New method enables identification of different isotopes atom by atom
Braga, Portugal — A international collaboration, including INL researchers – Jose Lado (ETH, Zurich), Alejandro Ferrón (CONYCET, Argentina) and Joaquín Rossier ( Theory of Quantum Nanostructures Group Leader at INL) –, have made a major scientific breakthrough by detecting the nuclear magnetism, or “nuclear spin” of a single atom. The experiments have been carried out by IBM Research at Almaden (California), in collaboration with the University of Oxford and QNS (Seoul). The researchers used advanced and novel techniques to measure the nuclear spin of individual atoms on surfaces for the first time.
Normally the nuclear spin, which describes the magnetism of the atom’s core, can only be detected in very large numbers. The findings, published today in the journal Science, show that this is now also possible for single atoms on a surface. To do that the team used a Scanning Tunneling Microscope, which consists of an atomically sharp metal tip and allows researchers to image and probe single atoms.
The two elements that were investigated in this work, iron and titanium, are atoms that can have a different number of neutrons in the atom’s core, these are the so-called isotopes. Only certain isotopes of each element have a core with a nuclear spin. It is normally exceedingly hard to measure nuclear spins of individual atoms. Traditionally large numbers of nuclear spins are required, making this advancement so noteworthy.

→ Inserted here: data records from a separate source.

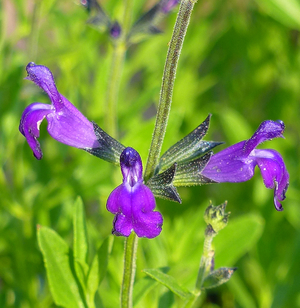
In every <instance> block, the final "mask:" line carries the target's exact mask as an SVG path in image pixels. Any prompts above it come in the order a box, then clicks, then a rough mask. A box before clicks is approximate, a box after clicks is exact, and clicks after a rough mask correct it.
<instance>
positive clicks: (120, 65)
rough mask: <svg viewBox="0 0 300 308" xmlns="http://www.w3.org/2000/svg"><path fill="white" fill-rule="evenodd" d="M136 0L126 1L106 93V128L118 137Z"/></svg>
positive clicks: (124, 6) (112, 60) (112, 62)
mask: <svg viewBox="0 0 300 308" xmlns="http://www.w3.org/2000/svg"><path fill="white" fill-rule="evenodd" d="M133 3H134V0H125V1H124V14H123V20H122V23H121V29H122V32H121V36H120V37H119V38H118V39H116V40H115V41H114V44H113V48H114V49H113V54H112V62H111V68H110V73H109V78H108V87H107V93H106V121H107V123H106V128H107V132H108V133H109V135H111V136H113V137H114V138H117V137H118V136H117V135H118V125H117V104H118V97H119V89H120V82H121V77H122V73H123V66H124V60H125V55H126V51H127V35H128V32H129V30H130V25H131V15H132V7H133Z"/></svg>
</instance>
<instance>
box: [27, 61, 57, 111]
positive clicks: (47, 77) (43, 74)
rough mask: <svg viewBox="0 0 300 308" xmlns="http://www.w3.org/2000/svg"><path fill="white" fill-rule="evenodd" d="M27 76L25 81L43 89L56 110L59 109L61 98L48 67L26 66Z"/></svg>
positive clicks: (30, 62)
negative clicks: (58, 92)
mask: <svg viewBox="0 0 300 308" xmlns="http://www.w3.org/2000/svg"><path fill="white" fill-rule="evenodd" d="M26 71H27V73H28V76H27V77H26V78H25V79H28V80H31V81H33V82H34V83H35V84H36V85H37V86H39V87H40V88H41V89H43V90H44V91H45V92H46V93H47V94H48V96H49V97H50V99H51V102H52V103H53V105H54V107H55V108H56V110H58V109H59V108H60V107H61V104H62V103H61V97H60V94H59V93H58V91H57V88H56V85H55V82H54V78H53V75H52V73H51V71H50V70H49V68H48V67H46V66H43V65H37V64H35V63H34V62H30V63H28V65H27V66H26Z"/></svg>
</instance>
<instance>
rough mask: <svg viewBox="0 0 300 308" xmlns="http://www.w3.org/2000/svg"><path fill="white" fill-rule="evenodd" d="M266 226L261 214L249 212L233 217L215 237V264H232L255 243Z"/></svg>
mask: <svg viewBox="0 0 300 308" xmlns="http://www.w3.org/2000/svg"><path fill="white" fill-rule="evenodd" d="M263 227H264V221H263V219H262V217H261V216H259V215H254V214H247V215H244V216H242V217H240V218H237V219H231V220H230V223H229V224H228V225H227V227H226V228H225V229H223V230H222V231H220V232H219V233H218V236H216V237H215V239H214V245H215V265H216V267H219V266H224V265H225V266H232V265H234V264H235V262H236V261H237V260H238V259H239V258H240V257H241V256H242V255H244V254H245V253H246V252H247V251H249V250H250V249H251V247H253V245H255V243H256V242H257V241H258V239H259V238H260V236H261V234H262V231H263Z"/></svg>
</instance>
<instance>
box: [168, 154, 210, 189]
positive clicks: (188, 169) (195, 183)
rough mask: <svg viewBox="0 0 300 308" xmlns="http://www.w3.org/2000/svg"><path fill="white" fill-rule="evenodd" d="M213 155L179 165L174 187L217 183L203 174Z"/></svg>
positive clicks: (174, 183) (175, 177)
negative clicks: (211, 179)
mask: <svg viewBox="0 0 300 308" xmlns="http://www.w3.org/2000/svg"><path fill="white" fill-rule="evenodd" d="M211 155H212V152H209V153H207V154H205V155H203V156H202V157H199V158H197V159H195V160H193V161H187V162H181V163H178V164H177V168H176V174H175V177H174V180H173V184H174V186H177V187H180V186H194V185H203V184H210V183H215V181H213V180H211V179H209V178H207V177H205V176H204V175H202V174H201V171H202V170H203V169H204V167H205V166H206V164H207V163H208V161H209V159H210V157H211Z"/></svg>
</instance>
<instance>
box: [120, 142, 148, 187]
mask: <svg viewBox="0 0 300 308" xmlns="http://www.w3.org/2000/svg"><path fill="white" fill-rule="evenodd" d="M120 164H121V170H122V174H123V181H124V182H127V183H128V184H129V185H130V186H131V187H133V186H134V185H135V184H136V183H138V182H142V181H143V165H142V160H141V157H140V155H139V153H138V152H137V151H136V150H135V149H133V148H130V147H128V148H126V149H124V151H123V152H122V154H121V156H120Z"/></svg>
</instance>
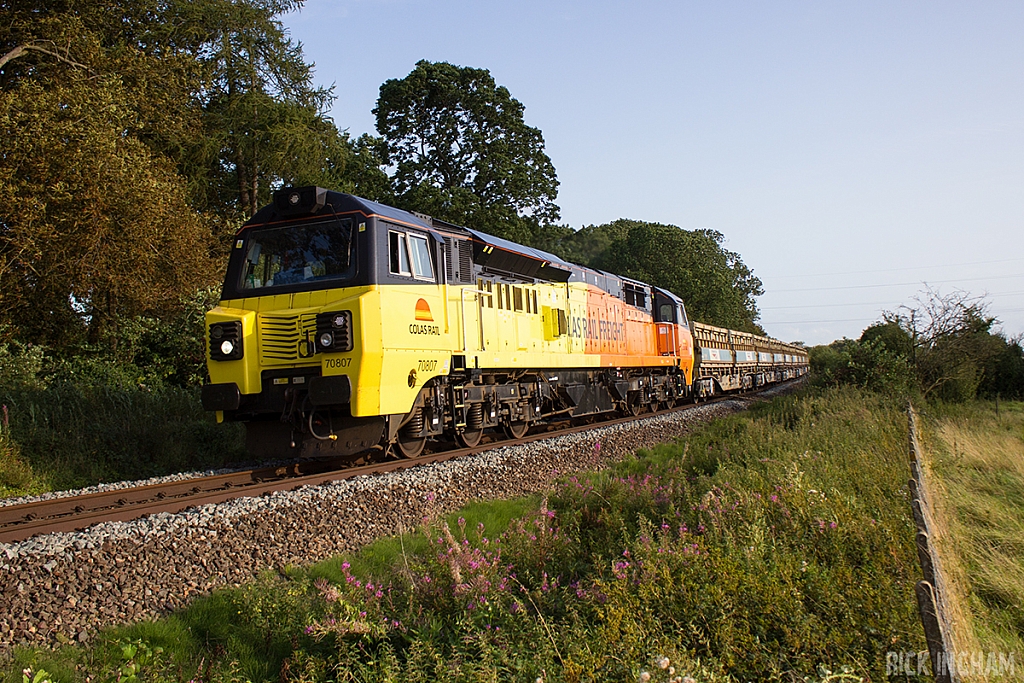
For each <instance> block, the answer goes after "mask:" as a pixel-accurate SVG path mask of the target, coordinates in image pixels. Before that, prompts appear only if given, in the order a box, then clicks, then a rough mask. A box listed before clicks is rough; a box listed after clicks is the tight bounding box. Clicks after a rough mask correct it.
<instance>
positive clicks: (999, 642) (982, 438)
mask: <svg viewBox="0 0 1024 683" xmlns="http://www.w3.org/2000/svg"><path fill="white" fill-rule="evenodd" d="M923 424H924V425H925V437H926V440H925V451H926V460H927V462H928V463H929V465H930V467H929V468H928V469H927V470H926V471H927V474H928V475H929V485H930V487H931V489H932V490H933V501H934V506H935V507H936V508H937V510H936V513H937V515H936V516H937V522H938V529H937V531H938V537H939V538H938V540H937V543H938V548H939V552H940V557H941V561H942V563H943V569H944V571H945V572H946V579H947V583H948V584H949V585H950V590H951V592H952V599H953V607H954V610H953V611H954V614H953V616H954V617H955V620H954V621H955V624H954V628H955V632H954V637H955V640H956V643H955V645H956V650H957V651H958V652H967V653H972V654H974V655H975V657H977V655H978V654H979V653H981V654H982V657H983V659H982V660H985V661H987V656H988V653H995V654H996V656H998V654H999V653H1002V654H1004V655H1009V653H1014V654H1015V660H1016V669H1017V671H1018V673H1019V672H1020V671H1024V561H1022V558H1024V403H1021V402H1012V403H1001V404H1000V405H999V412H998V413H996V409H995V403H993V402H991V401H987V402H981V401H979V402H975V403H970V404H965V405H944V407H938V408H932V409H930V410H929V411H928V413H927V414H926V420H924V421H923ZM978 679H979V680H983V677H978Z"/></svg>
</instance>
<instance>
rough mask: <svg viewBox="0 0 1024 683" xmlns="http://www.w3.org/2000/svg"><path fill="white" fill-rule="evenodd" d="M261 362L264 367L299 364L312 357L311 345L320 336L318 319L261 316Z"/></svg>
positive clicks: (261, 315) (308, 315) (262, 313)
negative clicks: (295, 363)
mask: <svg viewBox="0 0 1024 683" xmlns="http://www.w3.org/2000/svg"><path fill="white" fill-rule="evenodd" d="M258 317H259V350H260V360H261V361H262V362H263V364H264V365H274V364H283V362H295V361H296V360H298V359H300V358H307V357H309V356H310V355H312V348H311V344H312V341H313V335H314V334H315V333H316V316H315V315H314V314H313V313H305V314H302V315H273V314H269V313H261V314H260V315H259V316H258Z"/></svg>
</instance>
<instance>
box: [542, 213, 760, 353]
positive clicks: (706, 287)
mask: <svg viewBox="0 0 1024 683" xmlns="http://www.w3.org/2000/svg"><path fill="white" fill-rule="evenodd" d="M547 233H548V239H547V241H545V242H542V243H541V244H538V245H536V246H539V247H541V248H545V249H548V250H549V251H552V252H554V253H556V254H558V255H559V256H561V257H562V258H565V259H566V260H569V261H572V262H575V263H580V264H582V265H588V266H591V267H594V268H600V269H602V270H608V271H610V272H614V273H617V274H622V275H626V276H628V278H634V279H636V280H640V281H643V282H645V283H649V284H651V285H654V286H655V287H660V288H663V289H667V290H669V291H670V292H673V293H674V294H676V295H677V296H679V297H680V298H682V299H683V301H684V302H685V304H686V310H687V312H688V313H689V315H690V317H692V318H694V319H696V321H700V322H701V323H708V324H709V325H718V326H722V327H727V328H731V329H734V330H744V331H749V332H756V333H758V334H764V331H763V330H762V329H761V328H760V327H759V326H758V324H757V319H758V317H760V313H759V312H758V308H757V301H756V299H755V297H757V296H758V295H760V294H763V292H764V290H763V289H762V286H761V281H760V280H759V279H758V278H757V276H756V275H755V274H754V273H753V271H751V269H750V268H749V267H748V266H746V265H745V264H744V263H743V261H742V259H741V258H740V256H739V254H737V253H735V252H731V251H729V250H727V249H725V248H724V247H723V246H722V243H723V242H724V241H725V236H723V234H722V233H721V232H719V231H717V230H711V229H707V228H701V229H696V230H684V229H682V228H679V227H677V226H675V225H666V224H664V223H648V222H644V221H639V220H628V219H625V218H622V219H618V220H615V221H612V222H610V223H605V224H603V225H588V226H587V227H584V228H583V229H581V230H579V231H577V232H573V231H571V230H569V229H567V228H557V229H555V230H549V231H547Z"/></svg>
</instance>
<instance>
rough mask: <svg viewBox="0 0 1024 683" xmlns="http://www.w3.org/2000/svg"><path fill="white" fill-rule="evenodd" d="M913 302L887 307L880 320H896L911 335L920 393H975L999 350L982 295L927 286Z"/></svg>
mask: <svg viewBox="0 0 1024 683" xmlns="http://www.w3.org/2000/svg"><path fill="white" fill-rule="evenodd" d="M914 301H915V302H916V305H915V306H901V307H900V308H899V309H898V310H896V311H886V312H885V313H884V314H883V322H884V323H885V324H888V325H896V326H898V327H899V328H900V329H902V330H903V331H904V334H905V335H906V336H908V337H909V338H910V339H911V340H912V361H913V368H914V370H915V372H916V375H918V382H919V384H920V386H921V390H922V392H923V393H924V395H925V397H932V396H934V397H938V398H943V399H946V400H953V401H964V400H968V399H971V398H974V397H975V396H976V395H977V394H978V390H979V388H980V387H981V386H982V384H983V382H984V380H985V368H986V366H987V365H988V364H989V362H990V360H991V359H992V358H993V357H995V356H996V355H997V354H998V353H999V350H1000V349H999V344H998V341H997V338H995V337H993V336H992V334H991V333H990V331H991V328H992V326H993V325H994V324H995V323H996V319H995V317H993V316H992V315H990V314H989V312H988V304H987V303H986V302H985V301H984V299H983V298H982V297H976V296H972V295H971V294H969V293H968V292H964V291H962V290H956V291H954V292H952V293H950V294H946V295H942V294H940V293H939V292H938V291H937V290H934V289H931V288H927V289H926V290H925V292H924V293H923V294H921V295H919V296H916V297H914Z"/></svg>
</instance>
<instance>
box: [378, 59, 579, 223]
mask: <svg viewBox="0 0 1024 683" xmlns="http://www.w3.org/2000/svg"><path fill="white" fill-rule="evenodd" d="M374 115H375V116H376V117H377V130H378V132H379V133H380V135H381V148H382V155H381V157H382V161H383V162H384V164H385V166H386V167H388V168H390V169H391V170H392V171H393V176H392V179H393V187H394V195H395V201H396V202H397V203H398V204H399V206H401V207H403V208H408V209H415V210H417V211H423V212H426V213H429V214H431V215H433V216H436V217H438V218H442V219H444V220H449V221H453V222H456V223H462V224H465V225H468V226H470V227H474V228H477V229H481V230H485V231H488V232H492V233H495V234H498V236H500V237H505V238H509V239H514V240H521V241H529V240H530V239H531V238H532V237H534V236H535V234H536V233H537V231H538V229H539V226H540V225H544V224H546V223H550V222H552V221H555V220H557V219H558V213H559V210H558V207H557V206H556V205H555V198H556V197H557V194H558V180H557V178H556V176H555V169H554V166H553V165H552V163H551V160H550V159H549V158H548V155H547V154H546V153H545V152H544V136H543V135H542V134H541V131H540V130H538V129H537V128H532V127H530V126H527V125H526V123H525V121H524V119H523V105H522V103H520V102H519V101H518V100H517V99H515V98H514V97H512V95H511V93H510V92H509V91H508V89H507V88H505V87H504V86H499V85H497V84H496V83H495V80H494V78H493V77H492V76H490V73H489V72H488V71H486V70H484V69H472V68H469V67H457V66H454V65H451V63H446V62H431V61H426V60H423V61H419V62H417V65H416V68H415V69H414V70H413V72H412V73H411V74H410V75H409V76H407V77H406V78H402V79H392V80H389V81H387V82H385V83H384V84H383V85H382V86H381V89H380V98H379V99H378V100H377V106H376V108H375V109H374Z"/></svg>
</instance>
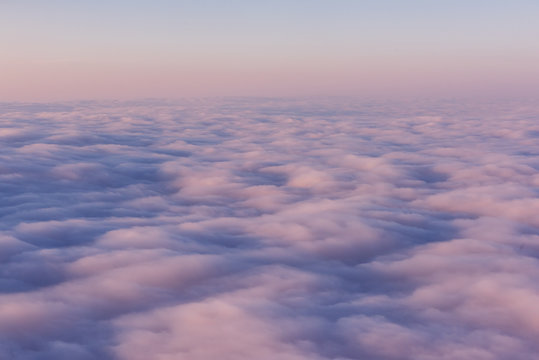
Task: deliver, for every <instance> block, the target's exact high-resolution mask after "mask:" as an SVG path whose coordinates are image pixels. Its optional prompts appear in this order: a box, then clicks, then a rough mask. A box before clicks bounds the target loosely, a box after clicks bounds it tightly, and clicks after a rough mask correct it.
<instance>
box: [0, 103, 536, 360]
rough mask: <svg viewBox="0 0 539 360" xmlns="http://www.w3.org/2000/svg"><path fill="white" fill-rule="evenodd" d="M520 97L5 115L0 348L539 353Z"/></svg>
mask: <svg viewBox="0 0 539 360" xmlns="http://www.w3.org/2000/svg"><path fill="white" fill-rule="evenodd" d="M538 110H539V109H538V108H537V107H533V106H530V105H526V104H522V103H504V104H487V103H485V104H482V105H481V106H480V105H478V104H474V106H470V105H466V104H458V103H454V102H439V103H428V104H396V103H393V104H381V103H380V104H376V103H358V102H354V101H351V100H350V101H348V100H318V101H307V100H305V101H300V100H285V99H281V100H270V99H236V100H232V99H230V100H212V101H210V100H207V101H206V100H192V101H184V102H173V103H172V102H165V101H147V102H137V103H126V102H123V103H115V102H100V103H93V102H86V103H66V104H52V105H36V104H1V105H0V124H1V127H0V192H1V194H2V203H1V205H0V216H1V219H2V221H1V222H0V260H1V262H0V290H1V294H0V353H1V354H5V355H3V356H7V358H14V359H15V358H16V359H21V360H33V359H43V360H48V359H70V360H78V359H81V360H82V359H118V360H124V359H125V360H127V359H129V360H138V359H140V360H148V359H159V360H169V359H170V360H172V359H190V360H209V359H216V358H219V359H224V360H242V359H245V360H247V359H260V360H273V359H282V360H307V359H309V360H311V359H314V360H317V359H320V360H321V359H335V360H351V359H381V360H400V359H416V360H430V359H444V360H460V359H462V360H464V359H478V360H496V359H499V360H502V359H507V358H512V359H530V358H532V357H533V356H534V354H536V353H537V352H538V351H539V346H538V345H537V341H536V339H537V337H538V336H539V310H538V308H537V304H538V303H539V285H538V284H537V279H538V278H539V261H538V257H539V216H538V215H537V214H539V198H538V188H539V160H538V159H539V157H538V155H539V142H538V137H539V122H538V121H537V117H538V116H539V112H538Z"/></svg>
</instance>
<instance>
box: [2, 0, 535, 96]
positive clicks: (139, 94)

In order to detect the presence of a nuclear spin within the core of a single atom, the team made use of the hyperfine interaction. This phenomenon describes the coupling between a single atom’s nuclear spin and its electron counterpart, that is generally much easier to access. Dr Philip Willke of the Center for Quantum Nanoscience (QNS), first author of the study, says: “We found that the hyperfine interaction of an atom changed when we moved it to a different position on the surface or if we moved other atoms next to it. In both cases, the electronic structure of the atom changes and the nuclear spin allows us to detect that.”
“This achievement marks a milestone in the history of nanoscience: the use of scanning probe microscopes to look inside the atoms, and obtain information at the nuclear scale,” says Joaquín Fernández-Rossier, leader of the INL team that has carried out the computational analysis of the experiments. “Nuclear magnetic resonance is routinely done at the hospitals, but it is only sensitive to a very large number of nuclear spins, limiting the spatial resolution to a few microns. The current experiment has carried out magnetic resonance imaging an area 100 million times smaller: just one atom.”
In the longer term, this could be used to store quantum information in the atom’s nuclear spin, that combined with the capability of scanning tunnelling microscope to build structures atom by atom could help to fabricate small quantum computers. While still in early development, quantum computation promises to vastly outperform classical computers in tasks such as database management, search, and simulation.
“I am very excited about these results. It is certainly a milestone in our field and has very promising implications for future research” says Prof. Andreas Heinrich, Director of the QNS. “By addressing individual nuclear spins, we can gain deeper knowledge about the structure of matter and open new fields of basic research.”
Sketch of the setup. Single atoms are deposited on a surface of magnesium oxide. Some atoms naturally have a nuclear spin, a small magnet, in their core. They are imaged by the tip of a scanning tunnelling microscope which also allows researchers to probe their electronic configuration.